OMG! Betsy I went there! Only for a year, 1966-67. I wasn't cut out to be a nurse. I liked talking to the patients and writing letters for them and reading to them, but not shots or meds. :<) I wonder if it was my class from which so many dropped out as you noted in part 2 of your MH series. There was one person in my class from Massachusetts called Betsy - Betsy Gee. You're not her are you? Couldn't be if you started in 1969. Amazing though. Wow.

betsy said...

No I am not Betsy Gee, though I must say the name sounds familiar- My last name is Sprague. I am hoping to start work on the last two parts of the Annals soon. We diploma nurses are dying out now. We were Nightingale nurses. I do not know what to call those graduating now. I pity them. Health care is collapsing around our ears-

Nan said...

I do wonder if it was what would have been my class that had the small numbers. Right off the top of my head, I can think of several who left. One girl from Berlin NH left after her boyfriend was killed in Vietnam. Another left part way through the year. I stayed till the end but should have left sooner.
My mother graduated from Brightlook Hospital - St. Johnsbury Vermont nursing school in 1934.

betsy said...

It may have been your class. The stories we heard were that the instructors were out to get people, and succeeded. 50 or so girls went in. Half came out. My class lost only a handful. The Junior and Senior year instructors were all young women. Freshman year had the Harpies!

Nan said...

I think my class would have grad. the spring before you began in the fall. But just in case- these are the names I remember. Susan Dugas. Barbara Dilberger. Shirley someone from Haverhill Mass. Jean Foley from Methuen Mass.

betsy said...

No one sounds familiar. Most of my classmates came from New Hampshire and Vermont, especially from Burlington. I believe Mary Fletcher School of Nursing and De Gosbrian had just closed, leaving Vermont without a diploma school. It was the twilight of the three year nursing program. The AD and the BSN killed the diploma schools. I talk to young nurses now who do not even know what a diploma school was- This is part of the reason I am writing the Annals.

Debbi said...

I'm a 1980 M.H.M.H.S.O.N grad and was part of that last class. I love your thoughts on the school and relate to much of what you've written. My class was a wonderful group and I have fond memories of them and our extracurricular craziness. Nursing remains a special calling for many of us but the current environment is difficult, frustrating and overwhelming. I always caution young women to carefully consider if this is a career they truly want. My cousin and niece also went into nursing and are thriving despite staffing challenges. Thanks for your insightful blog!
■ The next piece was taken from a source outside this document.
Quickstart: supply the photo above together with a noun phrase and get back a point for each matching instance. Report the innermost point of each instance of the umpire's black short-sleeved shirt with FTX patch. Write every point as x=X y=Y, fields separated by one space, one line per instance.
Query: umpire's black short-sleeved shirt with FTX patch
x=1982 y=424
Debbi Whitney, MHMHSON '80
Pine Brook NJ

lfulwood said...

Hear Hear Deb! Those 3 years were an amazing time in my life where I created life-long friendships, how to sneak into the dorm after midnight, and realize I did not want to do anything else with my life. When I finally got to do my OR rotation, I knew I was home. They closed the doors with us leaving in 1980, but MHMH SON will continue to live until the last of her students are gone. Thank you Betsy for writing about your years. It is great fun to hear of the years before our class tearfully closed the doors.